# Milk pails



## rebelshope (Sep 21, 2008)

What is the difference between these buckets other than price?
http://hoeggergoatsupply.com/xcart/product.php?productid=3328&cat=80&page=1
http://www.jefferspet.com/ssc/product.asp?CID=0&mscssid=DQBS375XRR338JTTT65P4W6J9645D571&pf_id=16034

6 qt. at Hoegger's is $32.75, at Jeffer's 6 qt. $11.82

I understand that one is dairy grade, what does that mean? Will the cheaper one work just as well?


----------



## StaceyRosado (Oct 5, 2007)

I just bought the one from jeffers --- so far so good. Kind of tall since i am use to a kitchen Pot, but other then that it works.

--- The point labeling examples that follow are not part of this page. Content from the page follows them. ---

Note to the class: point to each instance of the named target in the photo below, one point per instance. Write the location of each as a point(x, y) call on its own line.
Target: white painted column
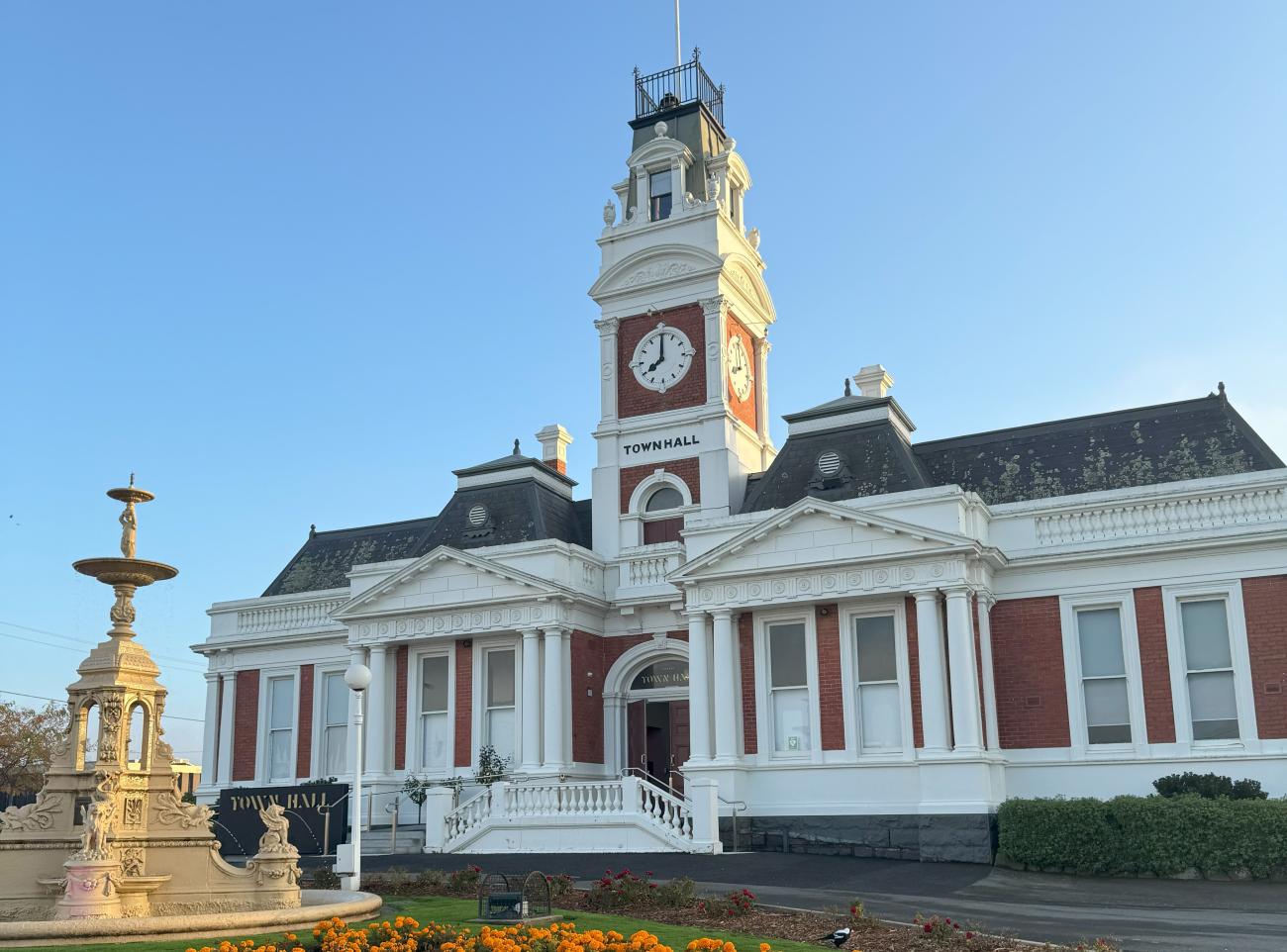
point(699, 687)
point(356, 655)
point(608, 365)
point(986, 600)
point(554, 729)
point(725, 702)
point(210, 738)
point(377, 712)
point(643, 194)
point(966, 716)
point(224, 770)
point(531, 699)
point(713, 312)
point(934, 683)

I think the other one maybe wider and thicker ---- but I know others who have used the ones from jeffers with no issues.


----------



## FunnyRiverFarm (Sep 13, 2008)

Yeah, you are right, Stacey...the one from Hoeggers is a lot more heavy duty and is shorter and wider (which might matter if you had a reeeeallly short goat) but there is no reason not to use the ones from jeffers...and it is much more economical...


----------



## SDK (Jun 26, 2008)

i bought two 2 quart stainless steel buckets for 3 bucks each.
there supposed to be used for dog kennels for water when you travel but they are perfect size

i'll find out where i bought them from


----------



## Amy Goatress (Oct 2, 2008)

We have bought a 2 qt. from Hoegger's but we bought the Stainless steel one and we have bought another one from Lehman's Hardware since we live really close to Lehman's Hardware in Kidron, Ohio.


----------



## SDK (Jun 26, 2008)

ok i got my pails at petsuppliesdelivered.com

they have 2,6,9,and 13 qt sizes
and the prices are (respectively) 3.69,7.65,10.99,12.98


----------



## rebelshope (Sep 21, 2008)

Thank you SO much, you guys rock!! :hi5: That saves a LOT of money!!


----------



## SDK (Jun 26, 2008)

your welcome.. the little ones i have fit perfectly under my little goats and most of my goats fill it up most of the way, so i can sanitize the bucket in between does


----------



## Cinder (Mar 3, 2008)

The Jeffers link doesn't work for me but I just wanted to point out that the cheaper buckets/pails have the rolled edges. That means that water can get up into the edge and potentially rust. That's why the non-rolled edge pails are so much more expensive.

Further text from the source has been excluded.